Fourier-Analysis and FM-synthesis

johns at oei.com johns at oei.com
Fri May 31 13:35:23 CEST 1996


     I never tried to make any composite patches using additive synthesis 
     using an analog synth because it takes so many darned VCOs. But, I do 
     own a Kawai K1 (bought 1989) that seems to provide plenty of of the 
     basic raw materials to start to experiment along this line.  It offers 
     many wavetable sine waves at many octaves in many voices.  You could 
     build a sound based on more sine waves than you would need, I'm sure.  
     And you can detune each "oscillator".
     
     Here's what I learned from my limited trials about simulating complex 
     waveforms:
     
     1. There's more to sound than just sine wave amplitude relationships. 
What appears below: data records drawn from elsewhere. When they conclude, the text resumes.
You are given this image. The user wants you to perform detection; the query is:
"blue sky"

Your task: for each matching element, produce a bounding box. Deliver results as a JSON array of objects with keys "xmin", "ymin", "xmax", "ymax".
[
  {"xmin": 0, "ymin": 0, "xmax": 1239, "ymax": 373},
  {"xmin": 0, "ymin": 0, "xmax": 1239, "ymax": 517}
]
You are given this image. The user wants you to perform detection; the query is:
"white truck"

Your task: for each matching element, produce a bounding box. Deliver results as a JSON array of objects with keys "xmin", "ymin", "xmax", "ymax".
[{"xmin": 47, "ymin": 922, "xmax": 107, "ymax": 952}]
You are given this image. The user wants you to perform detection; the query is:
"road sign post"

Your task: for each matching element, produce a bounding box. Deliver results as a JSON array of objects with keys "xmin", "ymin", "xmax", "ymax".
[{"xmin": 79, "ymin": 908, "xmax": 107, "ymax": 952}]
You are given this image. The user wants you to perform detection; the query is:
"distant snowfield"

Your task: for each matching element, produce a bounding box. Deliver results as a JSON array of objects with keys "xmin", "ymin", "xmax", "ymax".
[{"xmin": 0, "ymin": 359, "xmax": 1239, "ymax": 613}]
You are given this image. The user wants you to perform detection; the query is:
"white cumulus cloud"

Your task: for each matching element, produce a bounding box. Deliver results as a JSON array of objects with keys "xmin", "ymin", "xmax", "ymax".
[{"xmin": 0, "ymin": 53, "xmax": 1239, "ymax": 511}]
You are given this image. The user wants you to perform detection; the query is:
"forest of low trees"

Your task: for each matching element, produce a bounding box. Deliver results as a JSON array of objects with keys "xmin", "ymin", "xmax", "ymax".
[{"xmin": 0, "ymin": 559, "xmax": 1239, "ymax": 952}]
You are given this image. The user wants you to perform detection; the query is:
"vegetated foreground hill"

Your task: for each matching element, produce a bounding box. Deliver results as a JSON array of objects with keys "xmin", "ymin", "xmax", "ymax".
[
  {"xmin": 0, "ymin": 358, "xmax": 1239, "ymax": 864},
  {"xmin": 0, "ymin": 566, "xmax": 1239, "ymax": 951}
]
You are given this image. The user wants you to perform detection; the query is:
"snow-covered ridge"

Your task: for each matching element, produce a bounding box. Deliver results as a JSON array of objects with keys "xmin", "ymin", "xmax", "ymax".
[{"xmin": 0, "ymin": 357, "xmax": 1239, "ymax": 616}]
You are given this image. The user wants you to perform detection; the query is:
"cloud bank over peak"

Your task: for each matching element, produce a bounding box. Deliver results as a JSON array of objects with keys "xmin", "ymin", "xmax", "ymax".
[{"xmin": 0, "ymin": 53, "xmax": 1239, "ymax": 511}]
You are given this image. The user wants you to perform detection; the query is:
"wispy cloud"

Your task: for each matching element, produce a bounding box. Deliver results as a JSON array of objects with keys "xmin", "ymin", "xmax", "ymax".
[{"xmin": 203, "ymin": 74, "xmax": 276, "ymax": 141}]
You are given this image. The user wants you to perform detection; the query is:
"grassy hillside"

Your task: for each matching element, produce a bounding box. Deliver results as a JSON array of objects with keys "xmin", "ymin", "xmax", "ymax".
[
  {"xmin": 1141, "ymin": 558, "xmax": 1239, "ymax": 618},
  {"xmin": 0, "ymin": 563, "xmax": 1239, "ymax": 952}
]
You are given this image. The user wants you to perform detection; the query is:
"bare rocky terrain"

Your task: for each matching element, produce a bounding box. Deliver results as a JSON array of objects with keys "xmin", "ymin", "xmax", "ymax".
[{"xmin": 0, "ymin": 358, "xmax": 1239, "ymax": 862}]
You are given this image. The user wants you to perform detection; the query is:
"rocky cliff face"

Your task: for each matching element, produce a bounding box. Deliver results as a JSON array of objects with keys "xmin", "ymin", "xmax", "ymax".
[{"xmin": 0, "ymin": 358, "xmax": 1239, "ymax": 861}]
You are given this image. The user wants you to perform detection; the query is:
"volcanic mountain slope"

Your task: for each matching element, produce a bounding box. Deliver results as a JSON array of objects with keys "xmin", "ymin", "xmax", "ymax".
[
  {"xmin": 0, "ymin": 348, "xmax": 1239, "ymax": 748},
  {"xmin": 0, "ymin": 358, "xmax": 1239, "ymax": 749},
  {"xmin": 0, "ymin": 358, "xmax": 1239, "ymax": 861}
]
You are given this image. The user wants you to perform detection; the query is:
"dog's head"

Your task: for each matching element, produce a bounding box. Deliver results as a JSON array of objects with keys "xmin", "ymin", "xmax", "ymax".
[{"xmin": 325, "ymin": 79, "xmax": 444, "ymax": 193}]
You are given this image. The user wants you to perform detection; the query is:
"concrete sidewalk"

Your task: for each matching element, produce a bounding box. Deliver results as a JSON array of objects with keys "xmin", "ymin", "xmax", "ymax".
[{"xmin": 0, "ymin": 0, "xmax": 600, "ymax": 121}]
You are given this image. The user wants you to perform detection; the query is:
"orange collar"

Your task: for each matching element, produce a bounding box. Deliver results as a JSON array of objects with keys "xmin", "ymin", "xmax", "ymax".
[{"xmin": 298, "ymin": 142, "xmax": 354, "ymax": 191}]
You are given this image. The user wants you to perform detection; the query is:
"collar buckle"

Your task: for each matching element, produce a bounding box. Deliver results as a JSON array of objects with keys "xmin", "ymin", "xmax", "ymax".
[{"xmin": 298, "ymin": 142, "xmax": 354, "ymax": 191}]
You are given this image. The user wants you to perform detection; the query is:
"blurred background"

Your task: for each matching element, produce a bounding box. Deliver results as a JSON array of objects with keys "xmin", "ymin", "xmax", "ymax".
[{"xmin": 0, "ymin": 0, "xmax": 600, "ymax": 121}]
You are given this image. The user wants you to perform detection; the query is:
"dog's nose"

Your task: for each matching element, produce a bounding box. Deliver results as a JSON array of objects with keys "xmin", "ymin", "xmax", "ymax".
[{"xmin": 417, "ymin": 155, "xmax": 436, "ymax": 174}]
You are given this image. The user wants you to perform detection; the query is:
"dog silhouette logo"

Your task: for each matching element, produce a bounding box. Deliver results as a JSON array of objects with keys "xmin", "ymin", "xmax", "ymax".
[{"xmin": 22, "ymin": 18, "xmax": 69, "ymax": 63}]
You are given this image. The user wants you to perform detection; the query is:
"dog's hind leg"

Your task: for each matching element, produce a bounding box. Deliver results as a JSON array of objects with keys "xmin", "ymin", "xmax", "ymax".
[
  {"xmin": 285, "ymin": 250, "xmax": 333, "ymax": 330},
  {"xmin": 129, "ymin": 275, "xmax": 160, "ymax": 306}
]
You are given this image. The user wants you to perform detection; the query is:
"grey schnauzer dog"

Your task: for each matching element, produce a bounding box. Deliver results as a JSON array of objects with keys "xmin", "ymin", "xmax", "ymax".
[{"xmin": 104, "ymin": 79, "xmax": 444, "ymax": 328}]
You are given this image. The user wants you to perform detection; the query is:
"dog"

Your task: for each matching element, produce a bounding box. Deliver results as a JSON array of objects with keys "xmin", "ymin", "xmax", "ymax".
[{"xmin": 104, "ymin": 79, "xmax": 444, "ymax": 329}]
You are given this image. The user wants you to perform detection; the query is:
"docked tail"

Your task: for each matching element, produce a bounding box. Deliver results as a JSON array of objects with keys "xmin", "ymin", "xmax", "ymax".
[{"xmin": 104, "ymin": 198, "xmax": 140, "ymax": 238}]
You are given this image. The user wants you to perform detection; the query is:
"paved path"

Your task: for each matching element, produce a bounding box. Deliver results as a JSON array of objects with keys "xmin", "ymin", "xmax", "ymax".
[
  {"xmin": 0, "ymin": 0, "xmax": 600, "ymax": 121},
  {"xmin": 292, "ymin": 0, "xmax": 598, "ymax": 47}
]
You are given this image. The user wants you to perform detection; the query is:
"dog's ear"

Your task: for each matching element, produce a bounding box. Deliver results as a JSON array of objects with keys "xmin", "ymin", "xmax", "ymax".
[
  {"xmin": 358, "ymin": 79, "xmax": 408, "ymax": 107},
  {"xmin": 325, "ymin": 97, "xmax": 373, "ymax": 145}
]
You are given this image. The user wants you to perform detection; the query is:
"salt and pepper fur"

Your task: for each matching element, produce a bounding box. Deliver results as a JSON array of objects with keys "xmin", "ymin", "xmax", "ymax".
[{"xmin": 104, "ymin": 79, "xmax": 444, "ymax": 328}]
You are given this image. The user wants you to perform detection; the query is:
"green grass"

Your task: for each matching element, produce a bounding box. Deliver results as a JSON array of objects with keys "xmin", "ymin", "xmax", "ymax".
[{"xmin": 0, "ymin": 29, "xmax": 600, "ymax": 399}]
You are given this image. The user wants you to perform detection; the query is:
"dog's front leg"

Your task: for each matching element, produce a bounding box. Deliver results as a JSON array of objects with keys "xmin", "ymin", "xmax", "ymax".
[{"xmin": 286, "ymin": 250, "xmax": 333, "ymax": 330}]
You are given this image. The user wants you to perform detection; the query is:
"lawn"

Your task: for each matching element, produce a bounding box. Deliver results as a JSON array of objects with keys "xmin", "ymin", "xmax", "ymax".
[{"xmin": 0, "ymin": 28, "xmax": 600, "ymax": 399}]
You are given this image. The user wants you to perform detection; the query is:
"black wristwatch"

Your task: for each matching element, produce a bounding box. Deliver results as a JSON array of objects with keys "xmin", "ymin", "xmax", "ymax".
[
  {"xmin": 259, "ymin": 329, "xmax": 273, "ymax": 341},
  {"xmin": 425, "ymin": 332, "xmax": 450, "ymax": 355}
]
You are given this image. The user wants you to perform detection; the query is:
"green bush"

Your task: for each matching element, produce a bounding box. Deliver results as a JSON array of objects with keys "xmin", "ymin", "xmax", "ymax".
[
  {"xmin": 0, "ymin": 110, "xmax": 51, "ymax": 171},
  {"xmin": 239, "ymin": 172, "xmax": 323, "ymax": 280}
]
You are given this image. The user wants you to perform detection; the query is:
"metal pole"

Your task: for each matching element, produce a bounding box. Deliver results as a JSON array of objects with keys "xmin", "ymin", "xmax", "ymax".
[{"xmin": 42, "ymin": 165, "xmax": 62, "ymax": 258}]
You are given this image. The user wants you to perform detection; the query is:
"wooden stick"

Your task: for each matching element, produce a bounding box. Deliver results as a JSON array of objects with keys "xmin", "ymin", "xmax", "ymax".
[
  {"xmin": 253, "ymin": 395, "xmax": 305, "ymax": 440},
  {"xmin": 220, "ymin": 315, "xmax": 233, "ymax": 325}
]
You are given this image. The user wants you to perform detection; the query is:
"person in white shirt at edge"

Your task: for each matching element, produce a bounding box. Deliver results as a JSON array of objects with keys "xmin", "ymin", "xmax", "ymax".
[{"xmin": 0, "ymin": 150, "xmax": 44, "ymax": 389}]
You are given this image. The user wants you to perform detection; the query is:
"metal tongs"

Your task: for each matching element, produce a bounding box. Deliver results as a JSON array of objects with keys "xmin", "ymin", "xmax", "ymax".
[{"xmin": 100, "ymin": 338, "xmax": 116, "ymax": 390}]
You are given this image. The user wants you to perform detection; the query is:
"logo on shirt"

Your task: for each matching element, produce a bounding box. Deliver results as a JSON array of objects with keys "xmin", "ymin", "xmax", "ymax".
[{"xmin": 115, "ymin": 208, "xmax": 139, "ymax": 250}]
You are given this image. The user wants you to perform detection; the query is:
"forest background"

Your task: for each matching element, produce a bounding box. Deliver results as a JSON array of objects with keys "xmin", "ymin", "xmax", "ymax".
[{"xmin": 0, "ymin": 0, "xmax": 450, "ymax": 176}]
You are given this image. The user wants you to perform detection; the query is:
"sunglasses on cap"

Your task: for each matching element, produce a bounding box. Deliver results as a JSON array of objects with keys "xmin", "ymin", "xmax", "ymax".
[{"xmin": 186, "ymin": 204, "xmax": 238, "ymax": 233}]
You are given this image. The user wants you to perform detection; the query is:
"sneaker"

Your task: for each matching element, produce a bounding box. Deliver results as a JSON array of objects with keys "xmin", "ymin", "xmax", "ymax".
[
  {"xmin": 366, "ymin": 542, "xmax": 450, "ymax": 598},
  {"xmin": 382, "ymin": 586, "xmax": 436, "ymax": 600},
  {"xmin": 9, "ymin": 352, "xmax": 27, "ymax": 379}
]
     There is also phase and amplitude relationships that change over time 
     in a predictable and unpredictable way.  This can be very hard to 
     characterize and duplicate in most peoples homes or studios 
     (especially if you want to use many components in your composite 
     waveform).
     
     2. Sound transients can be simulated also using fourier components and 
     these are even more random than the steady state signal components 
     mentioned above.
     
     3. I found that for best results, you should do all the math on paper 
     ahead of time.  You must know what you want before you do it.  There 
     is no seat-of-the-pants synth programming here.  A good starting point 
     that will give you some good starting insight is to first characterize 
     a sawtooth using a fourier expression then go ahead and program it in. 
     (Like I said, K1 is great for this kind of stuff; maybe others too.)